Aid to be cut unless it is value for money, says Patel
Major multinational aid funding may be cut unless it provides better value for money, International Development Secretary Priti Patel has said.
More than £4bn of UK aid goes to global organisations such as the World Bank.
In an interview in Kenya with the BBC's James Landale, Ms Patel also said that she wanted to use the aid budget to help pave the way for trade deals.
But Labour said Ms Patel had "no mandate" for changing how aid was given and called on her to abandon the plans.
Ms Patel, who was speaking on her first visit to Africa since she was appointed to her new role, witnessed what some of her department's £12bn budget is supporting on the ground.
She saw humanitarian aid being delivered, via a payment card that gives Kenyan women £20 a month from the British taxpayer to buy the food they need to survive.
Spending better and wasting less
She said: "We have to make sure that our aid works in our national interest and also that it works for our taxpayers. Much more openness, much more transparency and much more accountability."
She is about to publish a review of the work of big multinational aid organisations that spend money on behalf of the UK, and said she would cut off funding if they did not meet new performance targets by spending better and wasting less.
"The government's approach is focused on ensuring that we drive taxpayer value - so when it comes to multilateral organisations, focus on performance agreements," she said.
"If they are not performing then obviously we'll look at the contributions that we give to them. We need to be challenging."
Trade deals and new allies
Ms Patel was referring to agencies such as the World Bank, the European Union and other smaller bodies. They spend 40% of the UK's aid budget.
It is the first time this multilateral funding has been reviewed as a whole for five years.
Our diplomatic correspondent says Ms Patel also wants to use bilateral aid to secure new trade deals and make allies in the World Trade Organization, which the UK will need after Brexit. She also hopes to use aid to reduce the flow of migrants to Europe.
Ms Patel said: "British soft power is exactly where DfID (the Department for International Development) and our aid and other relationships around the world come together to deliver in our national interest and deliver for Britain when it comes to free trade agreements but also life post-Brexit."

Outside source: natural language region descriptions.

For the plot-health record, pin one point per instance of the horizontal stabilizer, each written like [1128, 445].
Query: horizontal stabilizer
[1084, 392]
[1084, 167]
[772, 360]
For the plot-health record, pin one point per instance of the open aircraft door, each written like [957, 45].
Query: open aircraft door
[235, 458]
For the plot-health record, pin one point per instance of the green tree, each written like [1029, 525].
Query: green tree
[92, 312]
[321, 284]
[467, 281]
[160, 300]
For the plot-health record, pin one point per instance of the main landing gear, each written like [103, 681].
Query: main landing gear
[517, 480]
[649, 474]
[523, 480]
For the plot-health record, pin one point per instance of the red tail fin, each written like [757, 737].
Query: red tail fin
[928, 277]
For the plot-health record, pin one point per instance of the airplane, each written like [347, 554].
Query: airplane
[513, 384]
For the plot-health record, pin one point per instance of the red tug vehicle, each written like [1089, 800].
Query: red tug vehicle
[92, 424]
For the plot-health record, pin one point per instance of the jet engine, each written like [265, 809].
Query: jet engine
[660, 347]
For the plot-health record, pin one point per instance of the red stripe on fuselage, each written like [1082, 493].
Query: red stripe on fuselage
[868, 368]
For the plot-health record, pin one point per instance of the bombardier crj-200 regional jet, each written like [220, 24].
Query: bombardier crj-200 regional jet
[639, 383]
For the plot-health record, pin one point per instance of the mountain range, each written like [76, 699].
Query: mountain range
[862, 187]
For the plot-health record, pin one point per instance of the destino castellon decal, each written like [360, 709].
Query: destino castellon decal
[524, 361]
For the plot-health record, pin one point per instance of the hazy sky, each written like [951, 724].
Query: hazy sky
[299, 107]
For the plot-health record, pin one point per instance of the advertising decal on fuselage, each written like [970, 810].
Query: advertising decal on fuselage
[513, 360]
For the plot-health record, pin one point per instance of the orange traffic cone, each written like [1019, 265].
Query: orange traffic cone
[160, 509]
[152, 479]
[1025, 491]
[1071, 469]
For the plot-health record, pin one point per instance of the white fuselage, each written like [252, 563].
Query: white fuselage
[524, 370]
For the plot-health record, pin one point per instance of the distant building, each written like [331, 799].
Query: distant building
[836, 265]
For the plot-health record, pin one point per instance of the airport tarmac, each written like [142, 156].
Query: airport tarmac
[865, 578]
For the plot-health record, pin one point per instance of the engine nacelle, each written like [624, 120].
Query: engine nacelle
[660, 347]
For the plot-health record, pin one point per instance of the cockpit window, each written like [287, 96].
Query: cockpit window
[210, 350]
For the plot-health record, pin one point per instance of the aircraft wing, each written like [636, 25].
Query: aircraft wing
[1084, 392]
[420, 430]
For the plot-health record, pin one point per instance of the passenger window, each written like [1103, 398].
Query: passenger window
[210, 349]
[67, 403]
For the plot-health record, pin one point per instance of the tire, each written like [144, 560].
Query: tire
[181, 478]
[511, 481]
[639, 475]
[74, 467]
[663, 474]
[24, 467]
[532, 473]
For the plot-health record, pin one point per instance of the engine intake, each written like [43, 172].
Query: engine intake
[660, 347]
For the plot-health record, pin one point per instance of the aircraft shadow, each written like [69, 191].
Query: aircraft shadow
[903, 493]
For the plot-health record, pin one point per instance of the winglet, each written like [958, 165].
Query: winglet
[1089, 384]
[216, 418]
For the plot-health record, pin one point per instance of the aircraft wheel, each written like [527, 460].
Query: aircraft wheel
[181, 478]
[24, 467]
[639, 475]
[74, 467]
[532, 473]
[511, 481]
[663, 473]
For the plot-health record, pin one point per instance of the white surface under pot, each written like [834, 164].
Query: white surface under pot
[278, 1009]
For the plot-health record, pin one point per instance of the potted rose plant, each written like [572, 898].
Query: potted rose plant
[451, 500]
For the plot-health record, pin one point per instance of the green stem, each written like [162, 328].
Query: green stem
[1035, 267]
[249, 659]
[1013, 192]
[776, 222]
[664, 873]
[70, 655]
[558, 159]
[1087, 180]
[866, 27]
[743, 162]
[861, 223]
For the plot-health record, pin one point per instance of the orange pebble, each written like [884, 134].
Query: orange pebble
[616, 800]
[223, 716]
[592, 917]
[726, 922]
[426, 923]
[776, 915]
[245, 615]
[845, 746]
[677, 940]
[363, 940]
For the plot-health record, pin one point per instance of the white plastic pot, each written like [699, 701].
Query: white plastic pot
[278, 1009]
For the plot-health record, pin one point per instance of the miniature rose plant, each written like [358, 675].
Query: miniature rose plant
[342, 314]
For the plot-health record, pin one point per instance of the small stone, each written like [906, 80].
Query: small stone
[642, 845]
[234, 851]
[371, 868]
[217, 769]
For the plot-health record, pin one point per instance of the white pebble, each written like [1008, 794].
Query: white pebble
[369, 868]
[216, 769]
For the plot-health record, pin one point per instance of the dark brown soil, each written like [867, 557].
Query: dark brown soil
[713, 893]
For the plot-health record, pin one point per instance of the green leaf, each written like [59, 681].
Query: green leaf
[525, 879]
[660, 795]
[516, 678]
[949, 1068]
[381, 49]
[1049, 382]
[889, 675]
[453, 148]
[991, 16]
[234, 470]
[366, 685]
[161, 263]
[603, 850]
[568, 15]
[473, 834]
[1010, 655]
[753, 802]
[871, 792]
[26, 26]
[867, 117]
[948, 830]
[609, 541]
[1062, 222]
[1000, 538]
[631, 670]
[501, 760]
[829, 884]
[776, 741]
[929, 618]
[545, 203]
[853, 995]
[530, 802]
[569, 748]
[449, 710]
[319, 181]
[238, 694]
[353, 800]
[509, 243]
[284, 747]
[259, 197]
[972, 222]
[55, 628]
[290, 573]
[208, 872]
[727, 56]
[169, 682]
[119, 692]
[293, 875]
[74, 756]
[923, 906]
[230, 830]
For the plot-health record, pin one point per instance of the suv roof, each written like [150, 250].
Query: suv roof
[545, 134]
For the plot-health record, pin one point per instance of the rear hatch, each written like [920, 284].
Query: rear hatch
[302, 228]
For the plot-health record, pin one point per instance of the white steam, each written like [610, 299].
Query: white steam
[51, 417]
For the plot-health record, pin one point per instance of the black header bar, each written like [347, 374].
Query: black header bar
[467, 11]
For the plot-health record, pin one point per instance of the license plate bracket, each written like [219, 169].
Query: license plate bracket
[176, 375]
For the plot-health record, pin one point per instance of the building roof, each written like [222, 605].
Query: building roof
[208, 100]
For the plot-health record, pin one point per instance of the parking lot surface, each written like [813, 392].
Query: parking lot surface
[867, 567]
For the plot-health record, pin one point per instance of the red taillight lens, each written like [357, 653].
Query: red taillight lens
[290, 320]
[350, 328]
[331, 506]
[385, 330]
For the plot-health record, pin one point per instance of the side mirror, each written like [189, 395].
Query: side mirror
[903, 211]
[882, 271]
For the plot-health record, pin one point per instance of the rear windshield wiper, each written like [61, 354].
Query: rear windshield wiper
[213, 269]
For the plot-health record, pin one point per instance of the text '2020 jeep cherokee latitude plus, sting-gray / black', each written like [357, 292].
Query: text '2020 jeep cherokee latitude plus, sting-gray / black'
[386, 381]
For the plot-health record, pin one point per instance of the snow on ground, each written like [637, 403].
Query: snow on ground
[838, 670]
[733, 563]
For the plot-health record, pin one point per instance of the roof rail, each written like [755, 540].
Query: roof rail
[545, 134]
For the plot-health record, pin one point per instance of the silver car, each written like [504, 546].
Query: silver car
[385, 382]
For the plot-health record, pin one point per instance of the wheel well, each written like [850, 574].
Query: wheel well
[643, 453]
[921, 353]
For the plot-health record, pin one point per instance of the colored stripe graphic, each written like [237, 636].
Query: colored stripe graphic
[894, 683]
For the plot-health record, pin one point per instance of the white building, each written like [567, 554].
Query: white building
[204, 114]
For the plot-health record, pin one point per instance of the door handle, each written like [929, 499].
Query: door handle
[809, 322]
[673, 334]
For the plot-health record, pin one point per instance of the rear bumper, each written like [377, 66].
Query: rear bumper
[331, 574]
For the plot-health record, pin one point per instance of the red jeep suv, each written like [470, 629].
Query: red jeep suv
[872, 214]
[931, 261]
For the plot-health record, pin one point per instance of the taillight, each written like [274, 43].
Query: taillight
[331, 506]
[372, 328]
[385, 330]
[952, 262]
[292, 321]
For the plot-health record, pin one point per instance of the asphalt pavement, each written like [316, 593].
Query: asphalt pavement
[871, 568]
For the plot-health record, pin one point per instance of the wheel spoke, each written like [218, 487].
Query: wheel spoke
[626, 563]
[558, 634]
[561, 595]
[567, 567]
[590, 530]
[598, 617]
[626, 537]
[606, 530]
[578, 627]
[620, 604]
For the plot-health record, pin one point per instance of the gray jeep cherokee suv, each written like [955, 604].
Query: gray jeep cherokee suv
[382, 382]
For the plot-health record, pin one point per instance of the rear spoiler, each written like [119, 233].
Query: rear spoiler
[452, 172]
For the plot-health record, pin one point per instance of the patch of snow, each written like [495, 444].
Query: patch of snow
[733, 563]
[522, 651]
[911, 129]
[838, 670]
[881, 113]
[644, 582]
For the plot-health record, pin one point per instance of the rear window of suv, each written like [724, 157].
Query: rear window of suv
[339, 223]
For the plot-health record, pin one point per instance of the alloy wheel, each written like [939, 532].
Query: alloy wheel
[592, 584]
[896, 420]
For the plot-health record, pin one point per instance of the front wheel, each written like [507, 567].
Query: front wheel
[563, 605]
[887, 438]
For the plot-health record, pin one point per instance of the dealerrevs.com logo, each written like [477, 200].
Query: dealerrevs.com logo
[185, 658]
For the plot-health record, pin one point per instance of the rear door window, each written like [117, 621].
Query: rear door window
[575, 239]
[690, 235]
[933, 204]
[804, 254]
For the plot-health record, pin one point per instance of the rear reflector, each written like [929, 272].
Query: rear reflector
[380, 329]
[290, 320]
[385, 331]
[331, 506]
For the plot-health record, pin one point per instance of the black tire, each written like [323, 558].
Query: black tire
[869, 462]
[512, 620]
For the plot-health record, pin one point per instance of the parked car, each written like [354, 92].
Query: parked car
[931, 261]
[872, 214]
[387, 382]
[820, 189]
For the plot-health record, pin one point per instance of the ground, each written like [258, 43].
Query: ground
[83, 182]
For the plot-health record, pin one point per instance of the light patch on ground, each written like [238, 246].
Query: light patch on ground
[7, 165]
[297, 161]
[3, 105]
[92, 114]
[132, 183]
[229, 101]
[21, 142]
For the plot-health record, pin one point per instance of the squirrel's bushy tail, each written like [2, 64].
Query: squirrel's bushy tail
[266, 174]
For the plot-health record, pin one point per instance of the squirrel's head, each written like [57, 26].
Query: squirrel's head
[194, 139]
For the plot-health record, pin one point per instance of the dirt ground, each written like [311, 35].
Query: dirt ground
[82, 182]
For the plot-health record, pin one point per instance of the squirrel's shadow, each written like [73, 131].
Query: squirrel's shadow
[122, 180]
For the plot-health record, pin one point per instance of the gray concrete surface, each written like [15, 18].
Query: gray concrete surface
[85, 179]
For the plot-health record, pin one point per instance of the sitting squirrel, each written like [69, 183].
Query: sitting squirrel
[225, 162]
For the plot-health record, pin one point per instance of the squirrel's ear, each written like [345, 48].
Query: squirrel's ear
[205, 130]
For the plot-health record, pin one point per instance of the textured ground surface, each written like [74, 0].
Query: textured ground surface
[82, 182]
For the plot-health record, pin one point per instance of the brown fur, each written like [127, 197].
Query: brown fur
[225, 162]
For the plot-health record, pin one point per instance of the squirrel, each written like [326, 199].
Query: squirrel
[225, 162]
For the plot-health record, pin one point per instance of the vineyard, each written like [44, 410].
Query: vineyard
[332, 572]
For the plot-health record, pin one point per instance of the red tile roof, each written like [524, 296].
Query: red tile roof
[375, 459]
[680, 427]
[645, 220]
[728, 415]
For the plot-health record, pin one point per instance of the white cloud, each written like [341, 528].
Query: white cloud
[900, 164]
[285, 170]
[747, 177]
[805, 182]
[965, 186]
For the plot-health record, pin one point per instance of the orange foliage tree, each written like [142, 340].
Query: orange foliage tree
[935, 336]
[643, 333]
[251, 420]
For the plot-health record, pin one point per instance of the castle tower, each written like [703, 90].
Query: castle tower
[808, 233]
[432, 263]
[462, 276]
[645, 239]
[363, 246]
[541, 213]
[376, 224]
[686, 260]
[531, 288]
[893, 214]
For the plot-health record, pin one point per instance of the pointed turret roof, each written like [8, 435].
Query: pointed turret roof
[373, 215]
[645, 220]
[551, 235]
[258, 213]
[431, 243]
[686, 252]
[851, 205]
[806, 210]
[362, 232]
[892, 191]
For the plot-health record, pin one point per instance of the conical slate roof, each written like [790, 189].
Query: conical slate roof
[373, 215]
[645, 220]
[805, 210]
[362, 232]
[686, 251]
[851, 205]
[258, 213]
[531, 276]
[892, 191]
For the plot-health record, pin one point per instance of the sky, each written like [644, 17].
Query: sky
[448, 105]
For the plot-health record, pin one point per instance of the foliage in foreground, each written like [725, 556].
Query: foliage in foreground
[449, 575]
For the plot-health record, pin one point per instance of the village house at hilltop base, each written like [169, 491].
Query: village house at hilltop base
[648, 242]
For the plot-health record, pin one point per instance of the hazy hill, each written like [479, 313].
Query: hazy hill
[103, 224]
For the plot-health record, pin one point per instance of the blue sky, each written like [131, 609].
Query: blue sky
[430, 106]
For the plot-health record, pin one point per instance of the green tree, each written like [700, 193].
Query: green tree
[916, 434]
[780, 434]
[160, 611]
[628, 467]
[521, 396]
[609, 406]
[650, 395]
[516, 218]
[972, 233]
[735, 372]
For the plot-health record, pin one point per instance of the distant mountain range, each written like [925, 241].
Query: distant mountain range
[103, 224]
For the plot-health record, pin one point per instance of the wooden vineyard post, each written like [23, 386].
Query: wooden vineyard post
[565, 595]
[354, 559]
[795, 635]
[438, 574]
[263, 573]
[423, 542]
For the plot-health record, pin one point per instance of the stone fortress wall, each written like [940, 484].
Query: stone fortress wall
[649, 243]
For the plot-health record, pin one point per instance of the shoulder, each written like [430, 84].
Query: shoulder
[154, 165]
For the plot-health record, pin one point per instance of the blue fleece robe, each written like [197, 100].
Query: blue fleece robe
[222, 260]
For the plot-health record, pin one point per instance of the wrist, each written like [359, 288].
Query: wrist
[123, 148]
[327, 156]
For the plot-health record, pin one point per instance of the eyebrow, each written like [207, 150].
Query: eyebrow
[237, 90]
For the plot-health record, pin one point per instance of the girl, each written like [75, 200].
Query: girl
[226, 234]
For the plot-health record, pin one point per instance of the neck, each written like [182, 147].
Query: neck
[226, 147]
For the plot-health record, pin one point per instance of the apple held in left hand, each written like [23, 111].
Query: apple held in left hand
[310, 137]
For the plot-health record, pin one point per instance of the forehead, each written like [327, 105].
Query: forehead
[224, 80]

Government officials would not name specific projects potentially at risk in the Multilateral Aid Review but pointed to criticism levelled at the World Health Organisation for its handling of the Ebola crisis as an example of where reform was needed.
'Free market dogma'
Ms Patel has been a longstanding critic of some aid spending and her remarks will unnerve many multilateral agencies and non-governmental charities opposed to the idea of further so-called "conditionality" being imposed on their spending, our correspondent says.
She told him she wanted to use Britain's aid budget to boost economic development, announcing a £30m programme to encourage more job-creating investment in Kenya.
And she promised £95m to help Kenya break down barriers to trade, particularly by speeding up the flow of goods through the port of Mombasa.
She said she would undertake joint missions overseas with International Trade Secretary Liam Fox to gather what she called "intelligence" about economic opportunities for British businesses.
"We are a global leader when it comes to international development, we have a strong footprint overseas and it is right that we use that footprint in the national interest," she added.
Kate Osamor, Labour's shadow development secretary, said "Priti Patel has no mandate or evidence to fundamentally change the way UK aid is distributed.
"She seems fixated on imposing her dogma of the free market over the clear evidence that UK aid is the most efficient and effective in the world.
"It reaches the people who need help, including many young girls and women."